Ecosyste.ms: Awesome

An open API service indexing awesome lists of open source software.

Awesome Lists | Featured Topics | Projects

https://github.com/flatgeobuf/flatgeobuf

A performant binary encoding for geographic data based on flatbuffers
https://github.com/flatgeobuf/flatgeobuf

Last synced: 3 months ago
JSON representation

A performant binary encoding for geographic data based on flatbuffers

Awesome Lists containing this project

README

        

# ![layout](logo.svg) FlatGeobuf

[![CI](https://github.com/flatgeobuf/flatgeobuf/actions/workflows/test.yml/badge.svg)](https://github.com/flatgeobuf/flatgeobuf/actions/workflows/test.yml)
[![npm](https://img.shields.io/npm/v/flatgeobuf.svg)](https://www.npmjs.com/package/flatgeobuf)
[![Maven Central](https://img.shields.io/maven-central/v/org.wololo/flatgeobuf.svg)](https://search.maven.org/artifact/org.wololo/flatgeobuf)
[![Nuget](https://img.shields.io/nuget/v/FlatGeobuf)](https://www.nuget.org/packages/FlatGeobuf/)
[![Crates.io](https://img.shields.io/crates/v/flatgeobuf.svg)](https://crates.io/crates/flatgeobuf)
[![Discord Chat](https://img.shields.io/discord/754359014917406730.svg)](https://discord.gg/GEHGxKx)

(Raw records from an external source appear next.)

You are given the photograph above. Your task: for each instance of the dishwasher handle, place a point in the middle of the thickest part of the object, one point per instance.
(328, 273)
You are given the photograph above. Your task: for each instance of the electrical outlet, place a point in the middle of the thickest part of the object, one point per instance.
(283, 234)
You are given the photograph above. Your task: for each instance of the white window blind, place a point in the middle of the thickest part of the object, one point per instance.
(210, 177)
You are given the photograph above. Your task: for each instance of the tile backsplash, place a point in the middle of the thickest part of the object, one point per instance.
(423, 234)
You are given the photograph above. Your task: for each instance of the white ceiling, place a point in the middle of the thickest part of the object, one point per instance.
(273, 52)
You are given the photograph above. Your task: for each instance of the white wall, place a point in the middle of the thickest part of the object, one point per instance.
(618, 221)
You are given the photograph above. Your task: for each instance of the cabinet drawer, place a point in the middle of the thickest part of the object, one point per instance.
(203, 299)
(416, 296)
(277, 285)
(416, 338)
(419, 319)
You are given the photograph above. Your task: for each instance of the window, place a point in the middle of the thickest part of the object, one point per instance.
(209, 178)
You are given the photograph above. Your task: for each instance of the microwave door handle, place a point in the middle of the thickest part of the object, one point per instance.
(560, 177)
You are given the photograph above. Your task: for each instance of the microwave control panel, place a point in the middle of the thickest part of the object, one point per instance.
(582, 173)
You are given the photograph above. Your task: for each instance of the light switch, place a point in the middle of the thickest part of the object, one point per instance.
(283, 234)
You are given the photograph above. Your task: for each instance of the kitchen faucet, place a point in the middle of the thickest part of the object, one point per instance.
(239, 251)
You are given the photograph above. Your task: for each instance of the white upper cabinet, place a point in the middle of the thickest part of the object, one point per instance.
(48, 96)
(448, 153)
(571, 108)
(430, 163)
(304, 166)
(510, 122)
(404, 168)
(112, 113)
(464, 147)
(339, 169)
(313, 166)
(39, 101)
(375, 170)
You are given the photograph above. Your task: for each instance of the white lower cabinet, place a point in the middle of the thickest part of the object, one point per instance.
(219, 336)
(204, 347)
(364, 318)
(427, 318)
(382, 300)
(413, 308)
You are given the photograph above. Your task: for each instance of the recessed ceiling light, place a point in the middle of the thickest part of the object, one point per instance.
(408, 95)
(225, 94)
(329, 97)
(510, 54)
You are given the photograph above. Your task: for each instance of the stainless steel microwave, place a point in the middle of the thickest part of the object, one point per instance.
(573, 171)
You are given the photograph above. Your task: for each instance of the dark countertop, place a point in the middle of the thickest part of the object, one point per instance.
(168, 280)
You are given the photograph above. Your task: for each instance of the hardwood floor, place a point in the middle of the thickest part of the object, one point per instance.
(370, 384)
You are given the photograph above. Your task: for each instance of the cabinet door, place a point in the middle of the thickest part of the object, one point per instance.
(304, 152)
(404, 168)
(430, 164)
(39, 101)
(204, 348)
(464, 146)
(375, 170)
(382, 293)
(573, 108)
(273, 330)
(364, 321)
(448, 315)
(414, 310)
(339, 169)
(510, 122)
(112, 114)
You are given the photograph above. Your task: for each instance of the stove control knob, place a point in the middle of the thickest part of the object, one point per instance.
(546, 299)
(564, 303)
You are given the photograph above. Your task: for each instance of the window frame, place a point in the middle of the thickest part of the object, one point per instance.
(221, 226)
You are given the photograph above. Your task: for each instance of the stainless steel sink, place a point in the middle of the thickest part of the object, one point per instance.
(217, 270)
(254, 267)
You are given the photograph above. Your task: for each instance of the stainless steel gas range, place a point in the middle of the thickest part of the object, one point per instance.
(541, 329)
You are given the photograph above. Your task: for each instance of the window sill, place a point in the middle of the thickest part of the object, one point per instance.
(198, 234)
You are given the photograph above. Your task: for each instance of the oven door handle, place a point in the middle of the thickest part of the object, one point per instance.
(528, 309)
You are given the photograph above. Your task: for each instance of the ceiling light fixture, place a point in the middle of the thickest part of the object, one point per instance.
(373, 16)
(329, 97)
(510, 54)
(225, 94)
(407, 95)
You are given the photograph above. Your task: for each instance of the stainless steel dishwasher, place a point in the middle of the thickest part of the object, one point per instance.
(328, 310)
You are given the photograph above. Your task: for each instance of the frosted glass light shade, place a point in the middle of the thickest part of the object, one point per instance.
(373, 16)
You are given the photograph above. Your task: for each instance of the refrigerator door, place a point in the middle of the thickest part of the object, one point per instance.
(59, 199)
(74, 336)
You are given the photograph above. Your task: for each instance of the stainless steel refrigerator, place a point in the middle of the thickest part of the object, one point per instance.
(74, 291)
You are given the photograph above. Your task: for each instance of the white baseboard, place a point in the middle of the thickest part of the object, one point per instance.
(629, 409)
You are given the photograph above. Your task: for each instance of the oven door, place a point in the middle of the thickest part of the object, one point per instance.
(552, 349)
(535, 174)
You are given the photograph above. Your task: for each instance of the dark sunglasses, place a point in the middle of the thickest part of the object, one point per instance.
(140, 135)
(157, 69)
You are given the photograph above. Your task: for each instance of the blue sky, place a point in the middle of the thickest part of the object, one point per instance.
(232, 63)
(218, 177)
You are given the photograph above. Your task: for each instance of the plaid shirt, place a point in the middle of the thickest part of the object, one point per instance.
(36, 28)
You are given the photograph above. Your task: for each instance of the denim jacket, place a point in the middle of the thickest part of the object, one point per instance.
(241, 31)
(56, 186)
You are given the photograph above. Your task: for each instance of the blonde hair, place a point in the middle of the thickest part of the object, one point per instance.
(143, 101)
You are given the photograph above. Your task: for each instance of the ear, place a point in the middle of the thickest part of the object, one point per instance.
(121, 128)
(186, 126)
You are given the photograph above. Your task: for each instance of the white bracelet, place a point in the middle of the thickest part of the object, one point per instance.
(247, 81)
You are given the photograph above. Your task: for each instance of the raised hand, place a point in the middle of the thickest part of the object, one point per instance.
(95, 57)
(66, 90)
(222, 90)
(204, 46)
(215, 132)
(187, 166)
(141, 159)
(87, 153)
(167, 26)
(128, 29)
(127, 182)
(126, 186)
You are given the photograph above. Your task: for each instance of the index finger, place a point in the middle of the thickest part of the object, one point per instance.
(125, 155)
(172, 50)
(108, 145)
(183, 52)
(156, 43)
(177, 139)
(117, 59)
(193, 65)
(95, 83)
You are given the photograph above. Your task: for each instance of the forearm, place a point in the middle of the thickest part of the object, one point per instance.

A performant binary encoding for geographic data based on [flatbuffers](http://google.github.io/flatbuffers/) that can hold a collection of [Simple Features](https://en.wikipedia.org/wiki/Simple_Features) including circular interpolations as defined by SQL-MM Part 3.

Inspired by [geobuf](https://github.com/mapbox/geobuf) and [flatbush](https://github.com/mourner/flatbush). Deliberately does not support random writes for simplicity and to be able to cluster the data on a [packed Hilbert R-Tree](https://en.wikipedia.org/wiki/Hilbert_R-tree#Packed_Hilbert_R-trees) enabling fast bounding box spatial filtering. The spatial index is optional to allow the format to be efficiently written as a stream, support appending, and for use cases where spatial filtering is not needed.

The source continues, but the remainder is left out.